There’s been a lot of hype surrounding Fernando Tatis Jr., and it is only going to grow larger after he impressed during his rookie year:
334 At Bats
.317 Batting Average (106 Hits)
22 Home Runs
16 Stolen Bases
.379 On Base Percentage
.590 Slugging Percentage
.410 Batting Average on Balls in Play
Those numbers have driven up his price tag as we head into 2020, with an average ADP of 18.04 in early NFBC drafts. Does he deserve a second round grade? Can we reasonably expect him to replicate those numbers? Let’s take a look:
The number that jumps out at you is his BABIP. It’s a number he can’t maintain, even with a 41.9% Hard% and speed. He was far too pull heavy (21.6% Oppo%), which makes him prone to the shift, and he will likely continue to struggle with strikeouts. Overall he posted a 29.6% strikeout rate courtesy of a 15.6% SwStr%, and he couldn’t make contact again all types of pitches (Whiff%):
- Hard – 11.34%
- Breaking – 23.23%
- Off-speed – 24.52%
He saw 55.30% hard pitches last season, and while that number isn’t likely to drop much it’s possible opponents start throwing him fewer. That could drag him down even further, especially since he struggled to make contact even at Double-A (16.5% SwStr% in ’18). It all comes together for a .250-.260 type average expectation, not a number that we’d look for from a Top 20 selection.
He showed power both on the road (12 HR in 170 AB) and at home (10 HR over 164 AB), which shows that he has the ability to hit the ball out of any ballpark. You could argue that he can’t maintain a 31.9% HR/FB, after posting an 18.8% mark at Double-A in ’18, with a 30.9% fly ball rate also dragging down the upside. Considering he had more home runs (22 HR) than other extra base hits (13 doubles and 6 triples), it’s easy to envision a regression.
At Double-A he had 16 HR (42 total extra base hits) over 353 AB, so a 30 HR pace isn’t out of the question as he matures. That could come as soon as 2020, but don’t expect him to replicate last year’s success.
Considering the state of stolen bases around the game, seeing his ability is a strong positive. He had gone 16-for-21 in SB at Double-A and has stolen as many as 32 bases in a season. It’s fair to assume 20+ SB, and that’s obviously a good thing.
A potential 30/20 player isn’t easy to find, but the fact that it could come with a .250ish average will drag down the outlook.
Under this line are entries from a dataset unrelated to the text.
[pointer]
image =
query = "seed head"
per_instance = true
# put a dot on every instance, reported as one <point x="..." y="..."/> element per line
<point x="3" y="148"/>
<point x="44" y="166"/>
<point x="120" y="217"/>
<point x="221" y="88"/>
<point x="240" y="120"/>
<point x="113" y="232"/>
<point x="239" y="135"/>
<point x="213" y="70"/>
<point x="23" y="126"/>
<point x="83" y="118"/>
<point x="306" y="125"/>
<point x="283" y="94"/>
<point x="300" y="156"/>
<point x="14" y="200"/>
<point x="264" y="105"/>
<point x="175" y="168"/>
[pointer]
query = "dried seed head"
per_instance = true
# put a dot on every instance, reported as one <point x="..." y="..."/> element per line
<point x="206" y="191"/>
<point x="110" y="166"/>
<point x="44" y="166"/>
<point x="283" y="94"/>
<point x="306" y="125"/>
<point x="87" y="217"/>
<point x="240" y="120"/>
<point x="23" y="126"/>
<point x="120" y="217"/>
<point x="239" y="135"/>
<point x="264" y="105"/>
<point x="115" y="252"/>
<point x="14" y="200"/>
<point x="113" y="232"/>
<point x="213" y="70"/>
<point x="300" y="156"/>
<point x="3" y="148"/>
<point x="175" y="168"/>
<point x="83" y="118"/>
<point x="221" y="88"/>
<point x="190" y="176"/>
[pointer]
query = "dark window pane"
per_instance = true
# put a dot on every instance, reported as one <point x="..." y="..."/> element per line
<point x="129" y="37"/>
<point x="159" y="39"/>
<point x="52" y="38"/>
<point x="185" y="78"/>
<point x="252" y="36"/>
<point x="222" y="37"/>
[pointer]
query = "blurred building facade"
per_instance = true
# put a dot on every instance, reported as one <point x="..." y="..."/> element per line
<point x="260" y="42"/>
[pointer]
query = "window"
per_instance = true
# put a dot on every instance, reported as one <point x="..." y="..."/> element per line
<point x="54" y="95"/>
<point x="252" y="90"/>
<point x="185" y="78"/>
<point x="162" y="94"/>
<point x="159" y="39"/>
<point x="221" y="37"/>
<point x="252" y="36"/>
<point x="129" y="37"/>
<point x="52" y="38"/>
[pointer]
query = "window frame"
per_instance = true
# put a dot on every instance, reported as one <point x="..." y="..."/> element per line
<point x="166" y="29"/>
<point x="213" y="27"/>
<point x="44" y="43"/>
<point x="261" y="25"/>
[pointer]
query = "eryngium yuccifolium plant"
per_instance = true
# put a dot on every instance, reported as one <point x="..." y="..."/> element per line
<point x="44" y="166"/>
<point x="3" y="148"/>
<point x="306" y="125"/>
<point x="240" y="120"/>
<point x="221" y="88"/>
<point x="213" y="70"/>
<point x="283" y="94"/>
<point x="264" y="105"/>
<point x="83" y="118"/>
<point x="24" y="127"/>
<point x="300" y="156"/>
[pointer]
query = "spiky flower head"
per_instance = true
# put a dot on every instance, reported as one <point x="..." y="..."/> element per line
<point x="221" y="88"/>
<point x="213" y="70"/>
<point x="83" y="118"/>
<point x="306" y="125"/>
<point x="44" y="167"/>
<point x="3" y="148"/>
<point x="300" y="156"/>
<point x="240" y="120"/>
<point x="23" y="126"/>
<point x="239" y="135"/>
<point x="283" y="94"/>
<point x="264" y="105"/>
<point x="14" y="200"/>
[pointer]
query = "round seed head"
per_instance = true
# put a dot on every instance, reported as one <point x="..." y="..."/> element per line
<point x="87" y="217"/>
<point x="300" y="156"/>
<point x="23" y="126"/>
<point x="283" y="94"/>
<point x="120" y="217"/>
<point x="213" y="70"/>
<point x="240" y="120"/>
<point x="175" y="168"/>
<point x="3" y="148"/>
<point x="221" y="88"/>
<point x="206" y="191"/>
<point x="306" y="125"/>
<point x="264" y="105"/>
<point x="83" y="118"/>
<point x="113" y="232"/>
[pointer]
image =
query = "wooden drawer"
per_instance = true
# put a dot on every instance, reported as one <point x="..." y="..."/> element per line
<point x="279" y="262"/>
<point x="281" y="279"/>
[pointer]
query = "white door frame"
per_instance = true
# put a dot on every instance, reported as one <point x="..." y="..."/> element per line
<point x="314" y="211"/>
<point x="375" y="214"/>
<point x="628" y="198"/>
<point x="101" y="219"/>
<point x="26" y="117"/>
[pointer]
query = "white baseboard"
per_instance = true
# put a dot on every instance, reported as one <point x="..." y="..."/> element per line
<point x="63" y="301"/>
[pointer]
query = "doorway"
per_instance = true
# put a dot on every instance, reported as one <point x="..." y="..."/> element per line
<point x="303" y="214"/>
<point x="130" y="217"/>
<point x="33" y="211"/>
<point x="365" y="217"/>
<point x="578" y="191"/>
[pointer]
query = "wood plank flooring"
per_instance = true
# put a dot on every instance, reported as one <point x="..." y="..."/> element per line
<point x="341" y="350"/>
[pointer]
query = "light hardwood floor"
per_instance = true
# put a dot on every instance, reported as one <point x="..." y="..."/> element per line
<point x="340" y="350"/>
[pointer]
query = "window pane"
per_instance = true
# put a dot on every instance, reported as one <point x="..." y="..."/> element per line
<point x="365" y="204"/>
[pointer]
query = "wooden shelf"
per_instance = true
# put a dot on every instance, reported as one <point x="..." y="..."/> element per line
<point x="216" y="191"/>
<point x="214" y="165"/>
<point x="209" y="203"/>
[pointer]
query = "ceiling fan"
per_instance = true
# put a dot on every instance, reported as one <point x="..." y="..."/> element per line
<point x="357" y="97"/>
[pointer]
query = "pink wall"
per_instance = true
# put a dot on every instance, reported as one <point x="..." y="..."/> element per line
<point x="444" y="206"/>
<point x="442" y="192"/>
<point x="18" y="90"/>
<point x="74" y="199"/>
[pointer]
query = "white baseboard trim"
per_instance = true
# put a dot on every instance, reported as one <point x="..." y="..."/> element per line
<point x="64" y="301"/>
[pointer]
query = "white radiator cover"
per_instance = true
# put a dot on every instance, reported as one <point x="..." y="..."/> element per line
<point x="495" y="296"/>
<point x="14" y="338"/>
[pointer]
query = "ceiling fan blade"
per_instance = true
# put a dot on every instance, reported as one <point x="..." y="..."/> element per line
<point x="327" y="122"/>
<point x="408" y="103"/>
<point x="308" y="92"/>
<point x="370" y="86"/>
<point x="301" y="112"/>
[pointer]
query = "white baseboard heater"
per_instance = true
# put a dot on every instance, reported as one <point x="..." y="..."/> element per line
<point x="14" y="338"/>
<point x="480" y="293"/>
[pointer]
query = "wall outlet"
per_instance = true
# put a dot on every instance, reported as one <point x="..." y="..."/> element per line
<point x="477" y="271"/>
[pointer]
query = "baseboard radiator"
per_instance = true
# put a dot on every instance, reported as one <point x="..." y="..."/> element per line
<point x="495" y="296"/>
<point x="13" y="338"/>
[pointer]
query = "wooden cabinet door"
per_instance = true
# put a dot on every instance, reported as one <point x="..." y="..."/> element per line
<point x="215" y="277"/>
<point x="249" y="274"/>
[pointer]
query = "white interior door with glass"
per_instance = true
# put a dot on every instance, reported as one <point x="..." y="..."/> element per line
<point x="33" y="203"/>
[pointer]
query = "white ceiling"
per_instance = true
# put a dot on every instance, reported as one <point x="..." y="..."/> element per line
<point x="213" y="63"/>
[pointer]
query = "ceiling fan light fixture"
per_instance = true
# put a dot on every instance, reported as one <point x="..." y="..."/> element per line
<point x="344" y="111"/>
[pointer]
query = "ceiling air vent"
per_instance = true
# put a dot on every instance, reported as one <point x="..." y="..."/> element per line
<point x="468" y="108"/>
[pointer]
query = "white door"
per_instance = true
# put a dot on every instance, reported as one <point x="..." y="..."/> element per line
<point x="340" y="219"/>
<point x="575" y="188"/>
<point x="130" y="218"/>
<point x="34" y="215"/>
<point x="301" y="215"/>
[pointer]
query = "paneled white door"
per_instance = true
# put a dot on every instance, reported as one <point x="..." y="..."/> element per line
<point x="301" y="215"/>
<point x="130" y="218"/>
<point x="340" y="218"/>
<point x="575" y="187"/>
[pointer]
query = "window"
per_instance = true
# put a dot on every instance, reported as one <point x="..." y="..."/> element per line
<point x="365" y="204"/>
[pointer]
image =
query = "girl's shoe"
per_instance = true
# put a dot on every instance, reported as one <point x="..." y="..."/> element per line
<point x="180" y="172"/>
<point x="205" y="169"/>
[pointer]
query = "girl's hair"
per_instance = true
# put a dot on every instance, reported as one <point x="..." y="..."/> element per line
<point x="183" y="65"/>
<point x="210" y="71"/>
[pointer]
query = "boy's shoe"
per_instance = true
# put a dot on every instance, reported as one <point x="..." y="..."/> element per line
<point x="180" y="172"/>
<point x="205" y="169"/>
It’s not to say that he’s not worth a second round selection, but consider these names who are going soon after him:
- Anthony Rendon – 21.12
- Bryce Harper – 26.04
- Aaron Judge – 27.85
You can argue that you’d be better off targeting any of them, waiting to take someone like Marcus Semien (ADP of 84.44) a few rounds later to fill your shortstop spot. Semien may have a few less SB (10-12), but the power is similar and his AVG could be better. That’s simply a better game plan, making Tatis a player we wouldn’t select quite this high.